Doleantie komt helemaal niet van het oud-Hollandse woord dolen (dwalen) maar van het Latijnse dolere (klagen). Het is dan ook onzin als zij schrijft dat in 1886 een aantal kerken met de synode van de Hervormde Kerk brak en aan het dwalen sloeg, zodat men voortaan van Doleantie sprak. Er moet bij de afdeling geschiedenis van de Groningse universiteit toch nog wel iemand rondlopen die beter weet! En anders hebben ze daar toch wel een encyclopedie?
Prostitutie
Een ander onderwerp dat aan de orde komt is de reglementering van de prostitutie. Hier vonden orthodoxe christenen en liberale feministen van het type Aletta Jacobs elkaar. Volgens de liberalen, althans de liberale heren, was prostitutie een noodzakelijk kwaad. De overheid moest alleen door een periodieke keuring van de prostituees de verbreiding van geslachtsziekten tegengaan.
De Britse zedelijkheidsactiviste Josephine Butler voerde in 1883 het woord op een in Den Haag gehouden internationaal congres van prostitutiebestrijders. Zij mobiliseerde twee Haagse jonkvrouwen tot oprichting van de Nederlandsche Vrouwenbond ter Verhooging van het Zedelijk Bewustzijn.
Hoekstra wijst er op dat dit de eerste vrouwenbeweging was met een politiek doel. Die vond haar basis niet in de liberale, maar in de orthodox-protestantse wereld. Daar pleitte men voor een wettelijk bordeelverbod, iets wat de liberale Josephine Butler te ver ging. Ten onrechte formuleert de auteur het zo dat Butler nooit pleitte tegen een wettelijk bordeelverbod. Uit haar betoog is echter op te maken dat zij bedoelt te zeggen dat de Britse activiste nooit voor zo’n verbod pleitte.
Vrouwenkiesrecht
De actie voor het vrouwenkiesrecht, een ander thema van dit boek, vond duidelijk wel haar basis in het liberale en het socialistische kamp. De Nederlandse Vereniging voor Vrouwenkiesrecht, onder leiding van de ook qua huwelijksmoraal progressieve Aletta Jacobs, liet zich inspireren door de spectaculaire acties van de Britse suffragettes. Dames die dat te ver vonden gaan, richtten in 1907 de Nederlandsche Bond voor Vrouwenkiesrecht op.

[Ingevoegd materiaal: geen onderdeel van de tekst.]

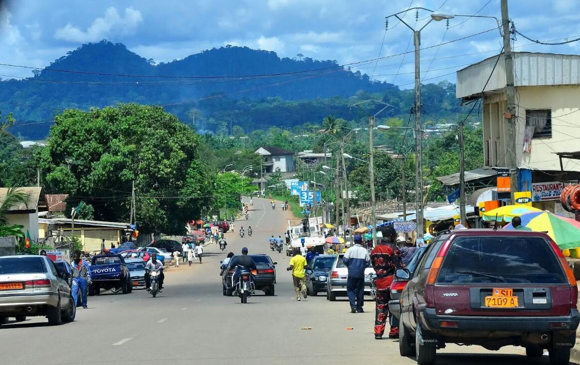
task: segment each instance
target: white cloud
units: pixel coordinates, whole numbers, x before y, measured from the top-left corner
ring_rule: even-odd
[[[271,50],[276,53],[281,53],[284,50],[284,42],[277,36],[268,38],[262,35],[256,42],[260,49]]]
[[[75,42],[99,41],[111,35],[130,34],[143,21],[141,12],[133,8],[125,9],[124,17],[115,8],[111,6],[105,10],[104,16],[95,19],[86,31],[68,23],[56,30],[55,38]]]

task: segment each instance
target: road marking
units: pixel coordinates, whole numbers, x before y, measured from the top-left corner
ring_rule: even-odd
[[[124,338],[118,342],[115,342],[114,344],[113,344],[113,345],[120,346],[121,345],[122,345],[128,341],[130,341],[131,340],[133,340],[133,337],[127,337],[126,338]]]

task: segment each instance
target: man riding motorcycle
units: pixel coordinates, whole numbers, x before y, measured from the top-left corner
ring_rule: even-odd
[[[159,275],[157,276],[157,280],[159,282],[159,292],[161,293],[163,289],[163,280],[165,278],[165,275],[163,273],[163,264],[161,261],[157,261],[157,254],[152,254],[151,260],[145,265],[145,287],[147,291],[150,291],[151,275],[151,270],[158,270]]]
[[[238,256],[237,258],[235,264],[235,272],[234,273],[234,276],[231,278],[231,286],[234,288],[240,279],[240,273],[242,270],[244,269],[247,270],[258,270],[258,268],[256,267],[256,262],[254,262],[253,259],[248,256],[248,247],[242,249],[242,256]],[[251,275],[251,278],[253,282],[253,275]],[[237,290],[234,291],[234,295],[238,295]]]

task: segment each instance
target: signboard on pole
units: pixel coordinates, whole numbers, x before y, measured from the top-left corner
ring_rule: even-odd
[[[417,229],[417,224],[413,221],[400,221],[393,222],[393,227],[397,232],[413,232]]]
[[[308,191],[308,181],[296,181],[290,184],[290,194],[299,195],[301,191]]]
[[[317,191],[316,192],[316,200],[318,200],[318,203],[321,201],[322,196],[320,194],[320,191]],[[300,203],[302,204],[308,204],[313,203],[314,202],[314,192],[310,191],[310,190],[307,190],[306,191],[300,192]]]
[[[70,250],[68,249],[42,249],[39,250],[38,253],[43,251],[46,253],[46,257],[54,262],[71,262]]]
[[[567,185],[560,181],[532,183],[532,200],[534,202],[558,200],[562,189]]]

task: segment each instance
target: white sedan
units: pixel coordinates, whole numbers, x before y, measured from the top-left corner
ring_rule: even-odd
[[[140,249],[142,251],[147,251],[149,253],[157,254],[158,256],[163,256],[165,258],[165,264],[171,264],[171,253],[167,252],[164,249],[160,249],[157,247],[145,247]]]

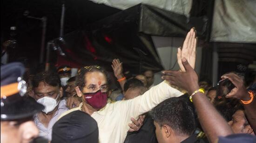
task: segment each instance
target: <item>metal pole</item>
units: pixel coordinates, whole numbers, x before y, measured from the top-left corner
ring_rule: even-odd
[[[62,4],[62,9],[61,11],[61,29],[60,31],[60,37],[63,36],[64,23],[65,18],[65,4]]]
[[[214,87],[216,85],[218,82],[219,57],[217,51],[217,45],[215,43],[213,44],[212,57],[212,85]]]
[[[46,60],[45,61],[46,71],[47,71],[49,70],[50,64],[50,47],[52,44],[52,42],[49,42],[47,43],[47,46],[46,47]]]
[[[45,34],[46,32],[46,25],[47,24],[47,18],[43,17],[41,19],[43,23],[43,28],[42,30],[42,39],[41,41],[41,49],[40,50],[40,62],[42,63],[44,60],[44,49],[45,44]]]

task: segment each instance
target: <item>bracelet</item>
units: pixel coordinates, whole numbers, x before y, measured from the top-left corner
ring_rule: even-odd
[[[243,100],[240,100],[240,101],[243,104],[250,104],[251,103],[251,102],[252,102],[252,100],[253,100],[253,93],[252,93],[252,92],[249,91],[248,93],[250,94],[251,99],[249,99],[249,101],[243,101]]]
[[[200,93],[204,93],[204,89],[202,88],[201,88],[198,90],[196,90],[196,91],[194,91],[194,93],[191,94],[191,95],[189,96],[189,100],[190,100],[190,101],[191,101],[191,102],[193,102],[193,101],[192,100],[192,96],[194,96],[194,95],[195,94],[195,93],[196,93],[198,92],[200,92]]]
[[[126,77],[123,77],[123,78],[121,78],[121,79],[119,79],[119,80],[117,80],[117,81],[120,82],[120,81],[123,81],[123,80],[125,80],[125,79],[126,79]]]

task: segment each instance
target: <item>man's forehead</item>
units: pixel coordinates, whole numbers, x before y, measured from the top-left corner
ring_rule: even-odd
[[[47,83],[45,83],[45,82],[41,81],[38,84],[38,87],[37,87],[34,88],[34,89],[35,90],[43,90],[43,89],[59,89],[59,86],[56,86],[54,87],[48,84]]]
[[[85,81],[86,85],[102,85],[107,83],[106,76],[101,72],[94,72],[86,74]]]

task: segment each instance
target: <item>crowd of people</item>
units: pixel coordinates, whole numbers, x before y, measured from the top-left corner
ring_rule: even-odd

In 1906 deed de radicale NVVK voor het eerst mee aan de demonstratie voor algemeen kiesrecht. Dat gebeurde onder het vaandel ”Voor vrouwenkiesrecht, tegen alcoholisme en prostitutie”. Een opvallende combinatie. Kennelijk zag men die zaken in elkaars verlengde liggen.
Alles bij elkaar een boek dat interessante informatie verschaft, maar ook vermoeiend leest. Er zit te weinig lijn in. Je komt regelmatig beschouwingen tegen waarvan je denkt: hebben we dat al niet eerder gehad? Een kritisch doornemen van de kopij zou de kwaliteit van het boek zeker ten goede zijn gekomen.